For instance, for scanning the FastA-file path/to/myPromoters.fa for the top 100 target sites of the TAL effector TalC, you start TALgetter with

java -jar TALgetter.jar input=path/to/myPromoters.fa rvd="NS-NG-NS-HD-NI-NG-NN-NG-HD-NI-NN-N*-NI-NN-HD-NG-NI-NN-N*-HD-NN-NG"

If you analyze large data set, for example all 1kb upstream sequences of rice, TALgetter may require a larger amount of memory than is the default in Java. You can increase the memory available to TALgetter my additional parameters to the Java virtual machine. If you want to start TALgetter with 512MB of memory initially, which may be increased to at most 1GB during the TALgetter execution, you call

java -Xms512M -Xmx1G -jar TALgetter.jar input=path/to/myPromoters.fa rvd="NS-NG-NS-HD-NI-NG-NN-NG-HD-NI-NN-N*-NI-NN-HD-NG-NI-NN-N*-HD-NN-NG"

Optionally, you can also train the TALgetter model using your custom training data before making predictions. Here, we provide an example file of input sequences. Basically, the input format is an annotated FastA-File of the form

>seq:<RVD-sequence>; weight: <w>
<DNA-sequence including position 0>
...

for instance:

>seq:NI-NG-NN-NN-NI-HD-HD-NN-NG-NN-NG; weight:0.0476190476190476
TATGGACCGTGT

The specification of the weight is optional.

To train the TALgetter model on path/to/trainingdata.fa before making predictions for target sites of TalC in path/to/myPromoters.fa, you call

java -jar TALgetter.jar train=path/to/trainingdata.fa input=path/to/myPromoters.fa rvd="NS-NG-NS-HD-NI-NG-NN-NG-HD-NI-NN-N*-NI-NN-HD-NG-NI-NN-N*-HD-NN-NG"
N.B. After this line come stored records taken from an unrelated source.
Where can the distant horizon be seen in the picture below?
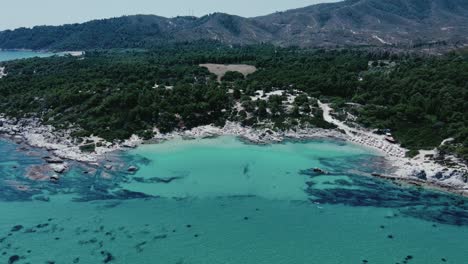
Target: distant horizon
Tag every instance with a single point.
(24, 13)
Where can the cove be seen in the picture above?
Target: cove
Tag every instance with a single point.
(220, 200)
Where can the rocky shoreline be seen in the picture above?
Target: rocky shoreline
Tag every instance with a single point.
(423, 170)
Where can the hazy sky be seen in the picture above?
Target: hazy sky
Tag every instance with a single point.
(27, 13)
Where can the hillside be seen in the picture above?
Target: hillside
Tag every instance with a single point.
(351, 22)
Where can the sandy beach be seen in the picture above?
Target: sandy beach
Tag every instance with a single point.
(421, 170)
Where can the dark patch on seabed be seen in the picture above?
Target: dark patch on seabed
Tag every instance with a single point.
(409, 201)
(89, 183)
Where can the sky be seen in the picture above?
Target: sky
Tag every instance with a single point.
(27, 13)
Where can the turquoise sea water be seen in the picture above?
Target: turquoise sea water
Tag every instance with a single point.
(13, 55)
(222, 201)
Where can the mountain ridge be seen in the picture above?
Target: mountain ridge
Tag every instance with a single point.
(351, 22)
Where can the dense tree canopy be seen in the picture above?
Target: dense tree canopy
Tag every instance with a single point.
(114, 94)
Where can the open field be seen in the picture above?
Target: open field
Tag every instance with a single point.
(221, 69)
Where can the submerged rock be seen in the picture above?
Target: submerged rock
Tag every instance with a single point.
(421, 175)
(132, 169)
(53, 160)
(13, 259)
(16, 228)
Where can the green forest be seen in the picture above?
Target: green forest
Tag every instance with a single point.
(116, 93)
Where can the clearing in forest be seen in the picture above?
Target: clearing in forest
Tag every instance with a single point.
(221, 69)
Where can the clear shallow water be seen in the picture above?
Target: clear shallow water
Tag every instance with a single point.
(222, 201)
(14, 55)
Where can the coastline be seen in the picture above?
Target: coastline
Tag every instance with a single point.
(420, 171)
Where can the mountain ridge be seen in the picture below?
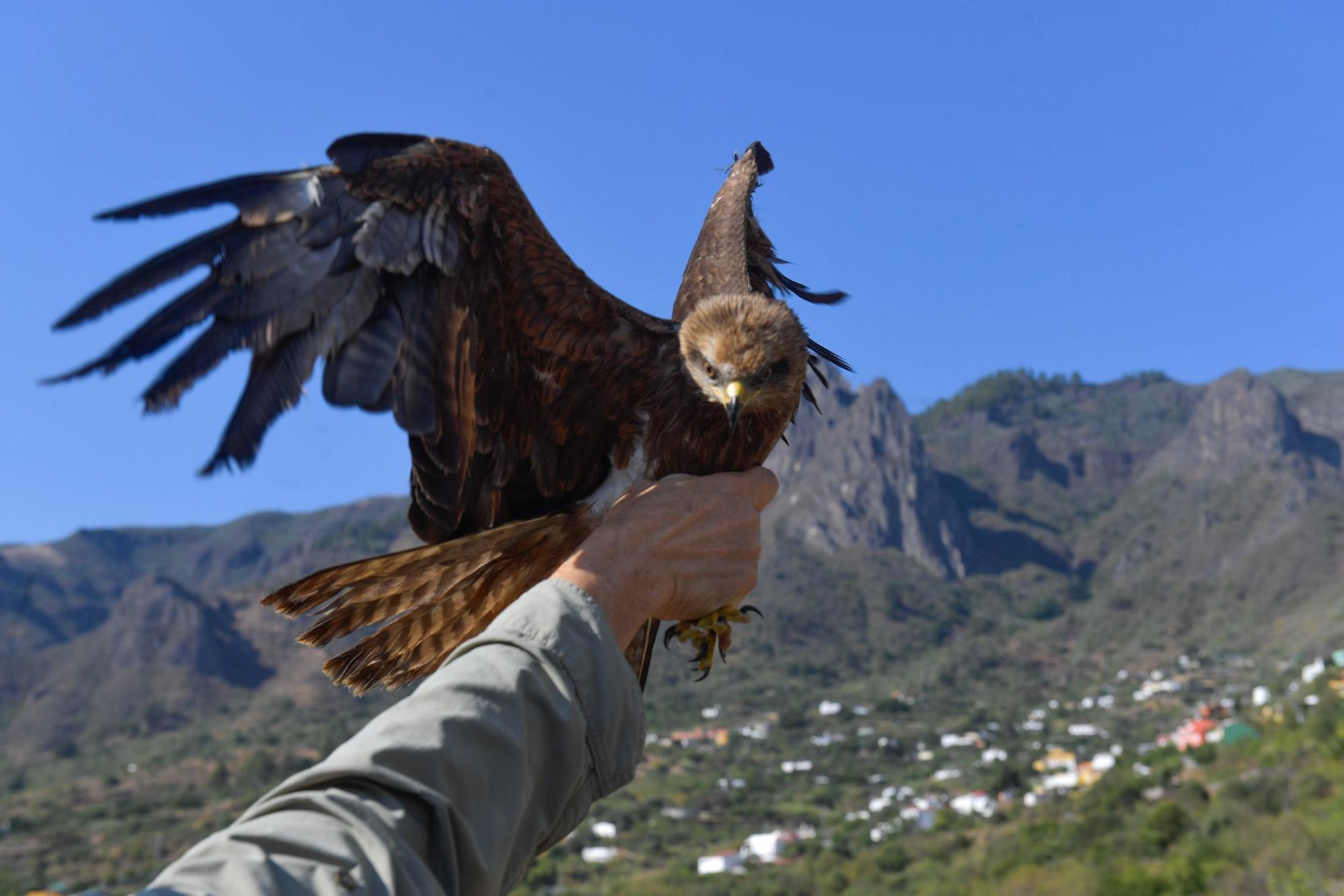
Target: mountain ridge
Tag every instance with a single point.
(924, 549)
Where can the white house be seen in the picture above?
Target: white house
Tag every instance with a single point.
(974, 804)
(769, 847)
(720, 863)
(1104, 762)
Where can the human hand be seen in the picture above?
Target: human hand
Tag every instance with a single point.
(675, 550)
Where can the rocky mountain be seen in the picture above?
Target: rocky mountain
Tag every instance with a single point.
(1029, 529)
(855, 476)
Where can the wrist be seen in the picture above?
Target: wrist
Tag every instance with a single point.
(618, 582)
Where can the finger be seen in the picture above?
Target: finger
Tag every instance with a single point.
(636, 490)
(763, 487)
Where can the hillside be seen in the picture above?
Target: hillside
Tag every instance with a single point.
(1027, 535)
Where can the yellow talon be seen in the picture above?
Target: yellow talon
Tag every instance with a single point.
(710, 632)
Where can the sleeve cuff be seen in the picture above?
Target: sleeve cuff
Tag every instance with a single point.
(565, 623)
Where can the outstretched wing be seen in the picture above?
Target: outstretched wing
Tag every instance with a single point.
(420, 272)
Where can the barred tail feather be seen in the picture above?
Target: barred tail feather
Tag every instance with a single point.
(440, 596)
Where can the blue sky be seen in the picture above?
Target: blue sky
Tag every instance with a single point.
(1069, 187)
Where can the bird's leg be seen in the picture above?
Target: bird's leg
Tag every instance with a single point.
(708, 633)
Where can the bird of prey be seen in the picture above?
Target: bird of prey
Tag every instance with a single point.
(419, 271)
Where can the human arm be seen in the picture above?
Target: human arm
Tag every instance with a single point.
(502, 752)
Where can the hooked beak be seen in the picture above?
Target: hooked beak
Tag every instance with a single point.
(734, 406)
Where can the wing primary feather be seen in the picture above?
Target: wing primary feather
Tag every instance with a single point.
(415, 402)
(198, 359)
(361, 371)
(816, 369)
(812, 400)
(831, 357)
(275, 386)
(193, 307)
(161, 269)
(260, 198)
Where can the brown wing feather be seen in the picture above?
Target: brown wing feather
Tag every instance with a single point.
(420, 272)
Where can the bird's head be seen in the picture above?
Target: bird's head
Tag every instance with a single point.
(745, 353)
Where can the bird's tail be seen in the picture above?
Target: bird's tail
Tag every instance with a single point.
(440, 596)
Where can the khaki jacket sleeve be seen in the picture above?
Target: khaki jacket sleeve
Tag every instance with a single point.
(454, 791)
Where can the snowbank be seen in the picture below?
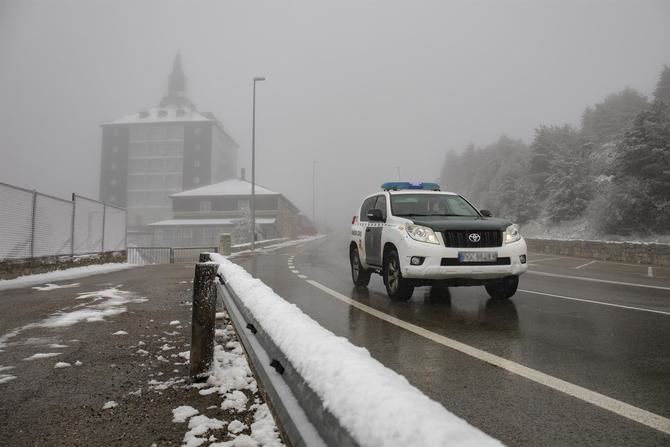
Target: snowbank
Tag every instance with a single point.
(375, 404)
(59, 275)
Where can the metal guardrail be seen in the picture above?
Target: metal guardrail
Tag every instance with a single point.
(303, 417)
(166, 255)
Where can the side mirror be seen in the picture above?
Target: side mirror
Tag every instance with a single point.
(375, 215)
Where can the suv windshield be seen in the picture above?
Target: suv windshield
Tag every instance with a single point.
(431, 205)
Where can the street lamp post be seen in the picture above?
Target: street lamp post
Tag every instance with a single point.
(253, 168)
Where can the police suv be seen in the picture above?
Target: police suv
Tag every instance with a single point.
(413, 235)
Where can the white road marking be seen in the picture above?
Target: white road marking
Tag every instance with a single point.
(643, 309)
(584, 265)
(546, 259)
(556, 275)
(620, 408)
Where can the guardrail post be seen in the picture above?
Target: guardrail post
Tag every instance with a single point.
(74, 215)
(104, 216)
(32, 225)
(224, 244)
(203, 322)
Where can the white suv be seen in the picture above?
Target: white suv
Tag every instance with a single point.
(415, 235)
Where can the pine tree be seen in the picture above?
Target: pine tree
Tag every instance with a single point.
(610, 119)
(662, 92)
(640, 200)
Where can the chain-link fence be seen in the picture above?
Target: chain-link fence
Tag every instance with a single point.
(33, 224)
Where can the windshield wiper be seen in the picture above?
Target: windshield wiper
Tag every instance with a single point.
(451, 215)
(413, 214)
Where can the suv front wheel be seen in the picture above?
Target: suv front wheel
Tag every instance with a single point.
(502, 288)
(359, 275)
(397, 287)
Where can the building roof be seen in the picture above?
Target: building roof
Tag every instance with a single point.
(168, 114)
(231, 187)
(198, 222)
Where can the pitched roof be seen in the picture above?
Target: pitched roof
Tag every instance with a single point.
(167, 114)
(232, 187)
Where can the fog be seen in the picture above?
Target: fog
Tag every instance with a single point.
(360, 90)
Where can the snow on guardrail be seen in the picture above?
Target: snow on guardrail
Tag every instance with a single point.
(375, 405)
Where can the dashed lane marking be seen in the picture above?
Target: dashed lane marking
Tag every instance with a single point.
(584, 265)
(583, 300)
(546, 259)
(618, 407)
(582, 278)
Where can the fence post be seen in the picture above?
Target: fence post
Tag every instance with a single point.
(224, 244)
(32, 226)
(203, 320)
(74, 210)
(102, 242)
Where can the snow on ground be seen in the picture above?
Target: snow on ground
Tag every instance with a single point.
(374, 404)
(60, 275)
(41, 355)
(50, 286)
(4, 378)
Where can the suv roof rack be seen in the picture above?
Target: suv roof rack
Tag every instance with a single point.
(397, 186)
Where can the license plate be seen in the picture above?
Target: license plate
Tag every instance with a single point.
(477, 256)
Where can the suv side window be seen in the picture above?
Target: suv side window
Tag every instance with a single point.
(381, 205)
(368, 204)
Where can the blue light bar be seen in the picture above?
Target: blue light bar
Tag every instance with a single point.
(396, 186)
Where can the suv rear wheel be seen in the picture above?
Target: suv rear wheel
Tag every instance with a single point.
(502, 288)
(359, 275)
(397, 287)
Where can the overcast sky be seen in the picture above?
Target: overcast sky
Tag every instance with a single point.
(359, 87)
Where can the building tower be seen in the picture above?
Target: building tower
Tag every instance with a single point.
(156, 152)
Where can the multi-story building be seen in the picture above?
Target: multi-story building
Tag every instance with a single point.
(150, 155)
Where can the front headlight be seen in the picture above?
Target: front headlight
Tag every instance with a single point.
(512, 234)
(422, 234)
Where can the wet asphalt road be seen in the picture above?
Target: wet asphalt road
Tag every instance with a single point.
(621, 350)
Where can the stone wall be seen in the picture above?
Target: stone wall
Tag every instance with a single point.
(14, 268)
(628, 252)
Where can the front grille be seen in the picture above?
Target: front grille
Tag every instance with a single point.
(450, 262)
(460, 238)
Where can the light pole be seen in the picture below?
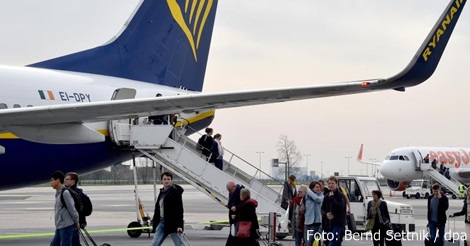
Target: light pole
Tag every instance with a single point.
(259, 171)
(321, 172)
(308, 173)
(374, 167)
(348, 157)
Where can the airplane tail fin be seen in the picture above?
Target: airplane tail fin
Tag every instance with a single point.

After the training, the estimated parameters are printed to STDERR and the predictions are printed to STDOUT, and you can redirect these to different files.

Large input data sets

Currently, TALgetter is restricted to at most 90 Mb due to memory requirements for computing empirical p-values. As an alternative, you can download a version of TALgetter with limited options (especially computation of p-values is disabled) for scanning large input data sets (e.g., complete genomes).

Installing the web-application

The command-line program behind the web-application is a Jar as well, so Java is required on the server running Galaxy. To install this command line program in Galaxy, copy it to the desired destination in the Galaxy tools directory.

The command line application writes its Galaxy tool definition file itself. If you are in the directory containing the command-line program for Galaxy, you can create the tool definition file by calling

java -jar TALgetterWeb.jar --create TALgetterWeb.xml

Afterwards, this directory contains the tool definition file TALgetterWeb.xml. Now you can register TALgetter in the Galaxy tool_conf.xml file. For details, see the Galaxy tutorial for adding new tools.